24 people in all of CCC. The hospitals must be really empty!

We’ve tested a little over 1% of the population? This is embarrassing, how are we supposed to get back to it when we have no idea how many people are actually sick and no vaccine. We’re either going to pretend it is over because some politician says so and then it’ll come back or stay inside and hold our collective breaths until the end of the year?

Mamba

There will be a second wave. No way around it.

I have not been tested, and none of my extended family has been tested. Why should we? Why should we tie up the system for our testing? We are not sick and what would the test show us? The antibody tests are not that reliable yet. Even if you have antibodies, does not mean you are immune, so why test?

Outside is beautiful! Today is a bit colder, but still shorts and t-shirt weather.

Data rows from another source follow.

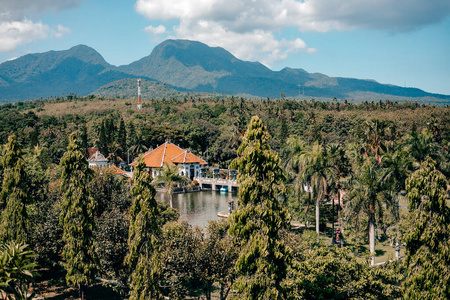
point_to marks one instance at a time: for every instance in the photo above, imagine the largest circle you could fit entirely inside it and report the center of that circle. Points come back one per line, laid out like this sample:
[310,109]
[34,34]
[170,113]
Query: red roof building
[169,153]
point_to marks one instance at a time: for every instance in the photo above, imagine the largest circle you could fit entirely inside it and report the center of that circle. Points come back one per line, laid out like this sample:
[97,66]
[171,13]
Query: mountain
[126,88]
[187,66]
[195,66]
[79,70]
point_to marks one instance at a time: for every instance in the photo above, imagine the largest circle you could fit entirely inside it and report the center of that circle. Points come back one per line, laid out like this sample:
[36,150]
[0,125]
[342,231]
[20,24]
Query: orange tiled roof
[96,157]
[188,158]
[92,150]
[169,153]
[117,170]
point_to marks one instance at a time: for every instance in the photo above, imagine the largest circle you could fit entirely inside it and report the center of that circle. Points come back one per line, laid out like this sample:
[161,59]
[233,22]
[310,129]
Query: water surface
[200,207]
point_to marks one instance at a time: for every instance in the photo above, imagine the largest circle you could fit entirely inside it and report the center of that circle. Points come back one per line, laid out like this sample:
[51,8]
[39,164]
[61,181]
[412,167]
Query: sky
[401,42]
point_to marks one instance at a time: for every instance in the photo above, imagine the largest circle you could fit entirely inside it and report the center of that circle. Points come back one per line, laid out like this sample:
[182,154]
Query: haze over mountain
[187,66]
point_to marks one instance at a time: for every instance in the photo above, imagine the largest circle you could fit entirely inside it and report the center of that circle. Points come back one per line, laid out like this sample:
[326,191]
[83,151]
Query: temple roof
[169,153]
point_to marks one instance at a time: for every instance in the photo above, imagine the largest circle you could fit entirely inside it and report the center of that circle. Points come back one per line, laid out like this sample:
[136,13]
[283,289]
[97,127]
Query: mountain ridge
[186,66]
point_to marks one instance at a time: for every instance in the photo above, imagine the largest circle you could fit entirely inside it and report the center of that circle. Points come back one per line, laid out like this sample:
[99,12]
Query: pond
[199,207]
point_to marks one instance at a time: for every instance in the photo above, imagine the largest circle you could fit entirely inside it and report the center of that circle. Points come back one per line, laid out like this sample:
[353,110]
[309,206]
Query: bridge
[215,184]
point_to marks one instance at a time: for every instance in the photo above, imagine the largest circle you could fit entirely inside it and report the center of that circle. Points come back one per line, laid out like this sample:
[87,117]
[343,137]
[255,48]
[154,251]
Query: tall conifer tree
[77,217]
[263,262]
[14,195]
[143,236]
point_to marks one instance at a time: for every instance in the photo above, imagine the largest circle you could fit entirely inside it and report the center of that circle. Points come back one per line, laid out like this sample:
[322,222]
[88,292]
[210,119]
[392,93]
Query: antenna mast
[139,106]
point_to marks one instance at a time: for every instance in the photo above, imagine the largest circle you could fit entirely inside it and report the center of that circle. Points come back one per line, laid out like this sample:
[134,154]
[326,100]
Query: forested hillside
[385,164]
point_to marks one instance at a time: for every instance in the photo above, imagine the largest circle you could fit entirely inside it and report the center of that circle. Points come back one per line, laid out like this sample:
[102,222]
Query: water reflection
[198,208]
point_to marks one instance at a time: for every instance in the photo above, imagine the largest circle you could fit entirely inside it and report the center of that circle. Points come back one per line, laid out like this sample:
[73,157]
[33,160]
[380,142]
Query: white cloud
[61,31]
[249,28]
[16,28]
[155,30]
[14,10]
[15,33]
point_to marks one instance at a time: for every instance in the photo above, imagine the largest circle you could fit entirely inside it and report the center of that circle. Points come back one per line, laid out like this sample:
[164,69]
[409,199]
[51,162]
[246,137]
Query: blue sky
[401,42]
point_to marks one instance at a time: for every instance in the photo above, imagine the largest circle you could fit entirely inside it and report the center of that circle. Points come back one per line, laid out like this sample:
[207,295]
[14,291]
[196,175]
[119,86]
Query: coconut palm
[374,137]
[169,176]
[291,154]
[368,193]
[317,173]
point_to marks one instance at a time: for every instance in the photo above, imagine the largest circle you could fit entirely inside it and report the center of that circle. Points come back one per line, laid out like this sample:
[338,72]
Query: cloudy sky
[401,42]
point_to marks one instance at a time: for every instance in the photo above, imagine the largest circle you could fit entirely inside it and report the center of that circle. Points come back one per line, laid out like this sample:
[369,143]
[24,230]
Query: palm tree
[291,154]
[374,136]
[170,177]
[316,171]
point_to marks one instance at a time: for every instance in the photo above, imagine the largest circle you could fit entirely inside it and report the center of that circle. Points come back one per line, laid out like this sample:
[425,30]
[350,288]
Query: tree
[143,236]
[375,135]
[170,177]
[428,241]
[78,211]
[218,256]
[264,260]
[17,271]
[14,195]
[366,198]
[122,138]
[316,171]
[335,273]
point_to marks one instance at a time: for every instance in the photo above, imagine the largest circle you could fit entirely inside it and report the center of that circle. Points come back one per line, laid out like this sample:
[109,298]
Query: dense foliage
[337,148]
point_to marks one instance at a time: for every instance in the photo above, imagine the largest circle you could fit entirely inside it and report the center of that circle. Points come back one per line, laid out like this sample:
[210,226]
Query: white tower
[139,94]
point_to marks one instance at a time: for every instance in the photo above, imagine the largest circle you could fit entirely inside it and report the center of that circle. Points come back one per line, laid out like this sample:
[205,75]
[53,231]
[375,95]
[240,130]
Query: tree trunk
[372,239]
[307,210]
[82,288]
[317,219]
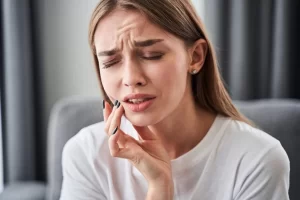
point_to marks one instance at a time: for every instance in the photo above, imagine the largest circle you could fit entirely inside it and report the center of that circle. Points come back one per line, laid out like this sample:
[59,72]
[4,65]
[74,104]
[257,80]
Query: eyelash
[146,58]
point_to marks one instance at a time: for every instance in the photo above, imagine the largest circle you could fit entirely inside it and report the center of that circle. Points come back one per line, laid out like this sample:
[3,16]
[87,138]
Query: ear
[197,56]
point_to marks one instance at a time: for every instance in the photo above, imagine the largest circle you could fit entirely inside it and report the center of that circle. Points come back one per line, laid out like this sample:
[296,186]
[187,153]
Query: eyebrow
[144,43]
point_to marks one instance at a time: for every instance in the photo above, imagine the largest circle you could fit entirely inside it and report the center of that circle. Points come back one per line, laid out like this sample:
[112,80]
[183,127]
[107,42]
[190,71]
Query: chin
[141,119]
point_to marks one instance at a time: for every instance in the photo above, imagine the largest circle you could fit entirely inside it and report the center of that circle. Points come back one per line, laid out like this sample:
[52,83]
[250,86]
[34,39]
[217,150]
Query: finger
[107,109]
[145,133]
[116,117]
[108,122]
[129,151]
[113,142]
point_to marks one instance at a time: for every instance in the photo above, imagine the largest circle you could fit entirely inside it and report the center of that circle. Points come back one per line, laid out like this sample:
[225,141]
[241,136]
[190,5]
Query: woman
[172,132]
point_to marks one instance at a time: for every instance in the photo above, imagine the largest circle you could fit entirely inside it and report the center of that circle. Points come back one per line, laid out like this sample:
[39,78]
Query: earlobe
[199,51]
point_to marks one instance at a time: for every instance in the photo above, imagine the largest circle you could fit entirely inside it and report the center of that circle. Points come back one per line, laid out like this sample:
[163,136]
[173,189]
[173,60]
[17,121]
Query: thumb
[145,133]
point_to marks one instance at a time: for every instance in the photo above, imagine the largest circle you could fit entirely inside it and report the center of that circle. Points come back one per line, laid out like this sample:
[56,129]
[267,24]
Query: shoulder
[259,158]
[261,162]
[245,137]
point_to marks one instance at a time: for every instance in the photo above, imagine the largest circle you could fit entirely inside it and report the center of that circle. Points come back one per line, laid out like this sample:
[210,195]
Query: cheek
[170,76]
[109,83]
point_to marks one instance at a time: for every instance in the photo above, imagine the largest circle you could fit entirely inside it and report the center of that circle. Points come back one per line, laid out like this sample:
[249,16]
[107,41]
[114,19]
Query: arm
[269,179]
[79,182]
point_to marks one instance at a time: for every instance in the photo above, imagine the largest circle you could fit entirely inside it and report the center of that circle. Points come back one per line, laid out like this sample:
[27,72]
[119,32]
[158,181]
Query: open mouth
[139,104]
[138,101]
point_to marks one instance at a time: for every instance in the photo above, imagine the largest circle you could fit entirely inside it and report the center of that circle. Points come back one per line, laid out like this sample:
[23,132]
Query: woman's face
[142,66]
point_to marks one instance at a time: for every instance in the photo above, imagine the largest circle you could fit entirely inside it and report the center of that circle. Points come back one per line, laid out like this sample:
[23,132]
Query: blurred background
[45,57]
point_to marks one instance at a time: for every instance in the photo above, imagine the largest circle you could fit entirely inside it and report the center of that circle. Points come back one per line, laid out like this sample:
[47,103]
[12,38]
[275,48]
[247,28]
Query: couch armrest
[24,191]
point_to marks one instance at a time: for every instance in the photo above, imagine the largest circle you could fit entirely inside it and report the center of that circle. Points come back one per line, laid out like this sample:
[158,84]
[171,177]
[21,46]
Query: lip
[140,107]
[138,96]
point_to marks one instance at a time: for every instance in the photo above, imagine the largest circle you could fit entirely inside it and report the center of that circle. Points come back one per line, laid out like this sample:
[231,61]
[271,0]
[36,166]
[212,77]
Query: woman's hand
[147,154]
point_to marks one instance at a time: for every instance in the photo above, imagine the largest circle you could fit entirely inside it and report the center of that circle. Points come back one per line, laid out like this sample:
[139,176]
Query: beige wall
[64,59]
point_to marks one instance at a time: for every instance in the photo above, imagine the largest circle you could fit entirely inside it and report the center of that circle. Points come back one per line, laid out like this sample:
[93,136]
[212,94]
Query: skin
[173,124]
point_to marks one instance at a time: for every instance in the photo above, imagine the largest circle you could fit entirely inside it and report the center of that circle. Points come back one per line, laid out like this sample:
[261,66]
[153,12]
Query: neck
[184,128]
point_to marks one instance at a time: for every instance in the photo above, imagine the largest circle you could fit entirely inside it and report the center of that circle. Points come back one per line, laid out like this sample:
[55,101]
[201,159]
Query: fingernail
[115,130]
[116,103]
[103,104]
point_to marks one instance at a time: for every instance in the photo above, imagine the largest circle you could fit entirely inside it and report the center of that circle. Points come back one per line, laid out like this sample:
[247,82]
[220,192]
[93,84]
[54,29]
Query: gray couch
[280,118]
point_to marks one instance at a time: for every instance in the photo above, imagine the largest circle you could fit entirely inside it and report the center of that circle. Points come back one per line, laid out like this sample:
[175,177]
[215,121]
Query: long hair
[179,18]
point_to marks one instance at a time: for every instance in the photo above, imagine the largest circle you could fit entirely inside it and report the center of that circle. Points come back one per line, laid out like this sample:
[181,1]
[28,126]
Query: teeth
[136,101]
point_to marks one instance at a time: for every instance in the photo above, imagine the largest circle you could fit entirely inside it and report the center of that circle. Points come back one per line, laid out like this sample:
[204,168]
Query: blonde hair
[179,18]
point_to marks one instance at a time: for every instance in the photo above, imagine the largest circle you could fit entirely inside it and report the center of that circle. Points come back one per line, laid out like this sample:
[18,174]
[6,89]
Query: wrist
[163,190]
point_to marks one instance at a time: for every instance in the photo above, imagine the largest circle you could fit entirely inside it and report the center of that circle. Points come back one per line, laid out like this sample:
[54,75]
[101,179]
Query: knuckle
[136,158]
[114,154]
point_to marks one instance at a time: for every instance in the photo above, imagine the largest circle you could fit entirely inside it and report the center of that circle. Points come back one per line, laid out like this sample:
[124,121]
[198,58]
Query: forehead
[130,24]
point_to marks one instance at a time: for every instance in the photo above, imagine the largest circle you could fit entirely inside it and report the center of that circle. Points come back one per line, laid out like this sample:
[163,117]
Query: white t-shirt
[234,161]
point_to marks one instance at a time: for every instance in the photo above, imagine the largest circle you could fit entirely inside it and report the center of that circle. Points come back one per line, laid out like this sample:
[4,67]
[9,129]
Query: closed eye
[152,57]
[109,64]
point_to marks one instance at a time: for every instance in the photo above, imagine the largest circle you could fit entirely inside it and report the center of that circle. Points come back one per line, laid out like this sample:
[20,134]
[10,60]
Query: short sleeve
[269,179]
[79,180]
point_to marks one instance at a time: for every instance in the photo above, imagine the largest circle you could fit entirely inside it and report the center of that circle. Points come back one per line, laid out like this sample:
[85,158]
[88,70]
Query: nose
[133,74]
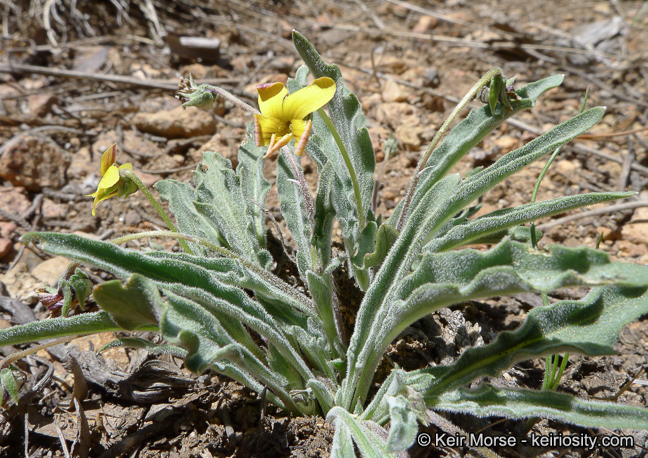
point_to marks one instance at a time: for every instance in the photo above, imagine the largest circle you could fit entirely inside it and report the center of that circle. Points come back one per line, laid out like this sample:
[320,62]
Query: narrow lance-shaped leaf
[468,133]
[480,182]
[294,210]
[87,323]
[346,114]
[182,198]
[254,185]
[163,268]
[471,230]
[131,307]
[589,326]
[510,403]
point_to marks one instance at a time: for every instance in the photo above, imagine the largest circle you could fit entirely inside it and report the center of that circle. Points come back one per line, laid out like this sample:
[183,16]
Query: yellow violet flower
[112,184]
[283,116]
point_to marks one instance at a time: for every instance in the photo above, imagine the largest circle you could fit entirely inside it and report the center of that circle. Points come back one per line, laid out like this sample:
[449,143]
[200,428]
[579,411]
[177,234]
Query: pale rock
[176,123]
[390,64]
[425,23]
[35,164]
[433,102]
[5,247]
[40,104]
[395,113]
[409,136]
[14,200]
[53,210]
[567,167]
[132,218]
[608,234]
[636,230]
[393,92]
[506,143]
[81,165]
[49,271]
[197,71]
[149,179]
[21,284]
[7,229]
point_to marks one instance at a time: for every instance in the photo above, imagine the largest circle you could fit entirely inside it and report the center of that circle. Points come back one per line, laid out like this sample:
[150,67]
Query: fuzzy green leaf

But..but…Trump said that tests are available to anyone who needs one? Right? What a joke this president is! I think whenever we find out the real numbers of infected it will be staggering and way higher than we estimate. Only testing 1% is not acceptable this far into the crisis…Stay home and stay safe people!

My body, my choice. Don’t like it? Stay away from me. Open the economy.

I’m still trying to find out if ‘cases’ means sick or just positive ? And if I test negative this week and get sick next week what was the point of the test ?

Question, has CoCo County given breakdown of deaths by age?
How many deaths occurred at (not hospital) care facilities?

Just heard on news in six states 50% of deaths took place at nursing homes, OR, UT CO, PA, DE AND MA.

Still strongly advocate, stricter precautions be ordered at high density assisted living facilities and nursing care facilities.

Its time to see more transparency about where the new cases ad are coming from and who is being tested: Are they health care workers and first responders? Family and others who had contact with recent positives or community spread?